Cornelia I. Toelgyes
15 dicembre 2019
L’ex uomo forte del Sudan, Omar Al Bashir, ieri è stato riconosciuto colpevole di corruzione e riciclaggio da un Tribunale di Khartoum. La Corte gli ha inflitto una pena di due anni che dovrà scontare in un riformatorio statale.
Il giudice Al-Sadiq Abdelrahman ha specificato che “secondo la legge” un anziono di 70 anni non può scontare la pena in prigione. Ma forse il giudice si è dimenticato che proprio l’imputato nel 2015 aveva spedito in un carecere di massima sicurezza molti suoi oppositori politici ultra-ottantenni, tra loro anche Hassan Al Turabi, leader del partito islamico sudanese.
Una sentenza farsa, l’ex dittatore di Khartoum resta ancora quasi intoccabile. Poco prima che venisse letta la sentenza, alcuni supporter dell’ex presidente hanno interrotto l’udienza e il processo è stato ripreso solo dopo che le forze di sicurezza li hanno scortato fuori dall’aula. Piccoli disordini si sono verificati anche davanti al tribunale.
Al Bashir è salito al potere nel 1989, quando, come colonnello dell’esercito sudanese, ha guidato un gruppo di ufficiali in un incruento colpo di Stato militare che ha rimosso il governo del primo ministro Sadiq al-Mahdi. E’ stato deposto lo scorso 11 aprile dall’esercito sudanese.
Il 17 aprile di quest’anno l’ex presidente, che dal giorno del golpe era stato messo agli arresti domiciliari, è stato condotto al carcere di massima sicurezza di Kobor nella capitale Khartoum. Pochi giorni più tardi, durante una perquisizione nella sua residenza, sono stati trovati ingenti somme di denaro in valuta estera e sterline sudanesi.

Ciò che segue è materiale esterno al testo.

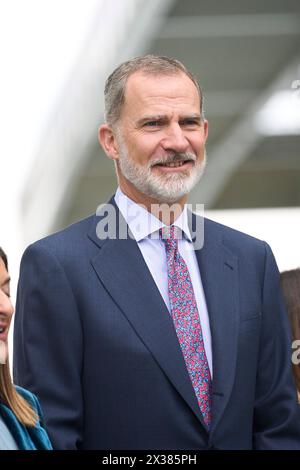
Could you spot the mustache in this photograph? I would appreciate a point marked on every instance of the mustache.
(173, 158)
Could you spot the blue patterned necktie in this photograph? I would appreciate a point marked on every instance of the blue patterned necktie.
(186, 320)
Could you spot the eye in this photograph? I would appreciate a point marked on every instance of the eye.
(152, 123)
(190, 122)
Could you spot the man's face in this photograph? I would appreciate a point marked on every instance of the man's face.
(160, 138)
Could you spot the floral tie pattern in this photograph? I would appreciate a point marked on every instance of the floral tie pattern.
(186, 320)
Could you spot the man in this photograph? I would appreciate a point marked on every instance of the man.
(137, 341)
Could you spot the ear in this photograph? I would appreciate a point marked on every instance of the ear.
(107, 140)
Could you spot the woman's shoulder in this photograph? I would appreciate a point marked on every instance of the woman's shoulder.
(29, 397)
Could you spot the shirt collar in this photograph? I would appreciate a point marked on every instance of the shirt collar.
(142, 223)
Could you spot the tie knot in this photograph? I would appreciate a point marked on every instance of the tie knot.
(170, 235)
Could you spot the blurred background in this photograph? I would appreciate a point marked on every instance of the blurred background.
(55, 57)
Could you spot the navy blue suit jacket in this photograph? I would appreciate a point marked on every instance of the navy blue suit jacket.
(95, 341)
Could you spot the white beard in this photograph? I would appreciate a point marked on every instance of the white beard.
(167, 188)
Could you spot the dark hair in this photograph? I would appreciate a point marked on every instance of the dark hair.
(290, 283)
(3, 257)
(8, 393)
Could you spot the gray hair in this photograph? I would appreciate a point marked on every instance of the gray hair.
(114, 92)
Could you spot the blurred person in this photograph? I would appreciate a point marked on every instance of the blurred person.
(290, 284)
(21, 422)
(150, 340)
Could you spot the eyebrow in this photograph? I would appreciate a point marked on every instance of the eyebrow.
(164, 117)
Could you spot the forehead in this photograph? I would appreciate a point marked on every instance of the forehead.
(144, 90)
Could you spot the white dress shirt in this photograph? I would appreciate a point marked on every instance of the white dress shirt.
(143, 224)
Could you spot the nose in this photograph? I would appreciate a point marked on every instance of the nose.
(6, 307)
(175, 139)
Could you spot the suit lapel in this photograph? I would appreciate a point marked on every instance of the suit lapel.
(219, 275)
(122, 270)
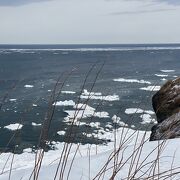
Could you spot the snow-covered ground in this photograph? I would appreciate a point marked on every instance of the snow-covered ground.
(90, 159)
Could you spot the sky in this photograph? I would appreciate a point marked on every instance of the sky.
(89, 21)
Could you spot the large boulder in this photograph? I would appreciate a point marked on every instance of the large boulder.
(166, 104)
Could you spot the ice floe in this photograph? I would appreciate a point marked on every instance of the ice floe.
(161, 75)
(64, 103)
(98, 96)
(28, 86)
(35, 124)
(151, 88)
(138, 111)
(68, 92)
(132, 81)
(14, 126)
(12, 100)
(167, 71)
(146, 119)
(61, 133)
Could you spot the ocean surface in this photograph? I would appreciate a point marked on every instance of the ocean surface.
(116, 82)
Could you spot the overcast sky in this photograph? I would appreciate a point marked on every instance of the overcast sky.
(89, 21)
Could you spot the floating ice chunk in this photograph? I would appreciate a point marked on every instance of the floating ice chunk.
(146, 118)
(138, 111)
(14, 126)
(64, 103)
(86, 93)
(116, 119)
(35, 124)
(83, 107)
(98, 96)
(61, 132)
(12, 100)
(132, 81)
(133, 126)
(28, 86)
(105, 98)
(176, 87)
(121, 123)
(68, 92)
(166, 71)
(134, 111)
(95, 124)
(163, 79)
(101, 114)
(161, 75)
(151, 88)
(149, 112)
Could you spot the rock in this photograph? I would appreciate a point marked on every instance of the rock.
(166, 104)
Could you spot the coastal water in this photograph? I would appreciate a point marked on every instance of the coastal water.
(121, 77)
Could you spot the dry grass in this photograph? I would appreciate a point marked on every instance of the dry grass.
(136, 166)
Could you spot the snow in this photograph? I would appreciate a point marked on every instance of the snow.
(169, 157)
(132, 81)
(14, 127)
(28, 86)
(151, 88)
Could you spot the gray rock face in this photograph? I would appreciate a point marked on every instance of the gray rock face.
(166, 104)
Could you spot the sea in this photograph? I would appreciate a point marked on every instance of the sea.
(98, 87)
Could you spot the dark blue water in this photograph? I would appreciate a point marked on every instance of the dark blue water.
(41, 65)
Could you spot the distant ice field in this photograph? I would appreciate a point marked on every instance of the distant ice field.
(116, 82)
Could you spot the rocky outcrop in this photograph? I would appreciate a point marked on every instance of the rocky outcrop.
(166, 104)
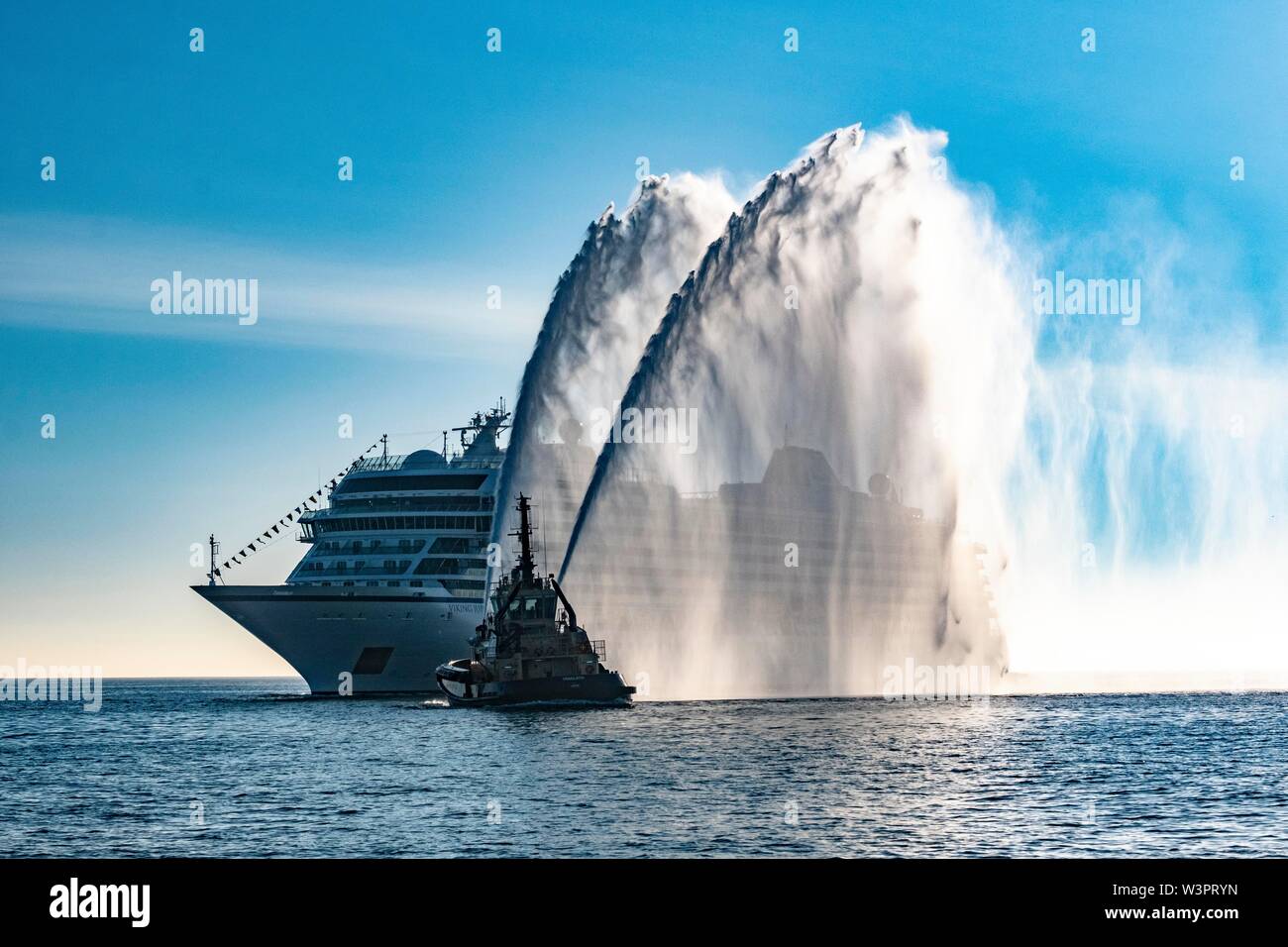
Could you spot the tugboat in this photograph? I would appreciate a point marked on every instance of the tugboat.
(531, 650)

Questa è la prima “condanna” inflitta a Al Bashir; sulla sua testa pende un mandato d’arresto internazionale, emesso nel 2009 dalla Corte Penale Internazionale per genocidio e crimini di guerra commessi in Darfur. Malgrado ciò, mentre era al potere, è riuscito a spostarsi dal Paese senza che nessuno lo consegnasse alla giustizia. Questo perchè il CPI non ha una forza di polizia propria, ma delega gli Stati membri a fermare le persone sospette o colpite da un mandato di cattura.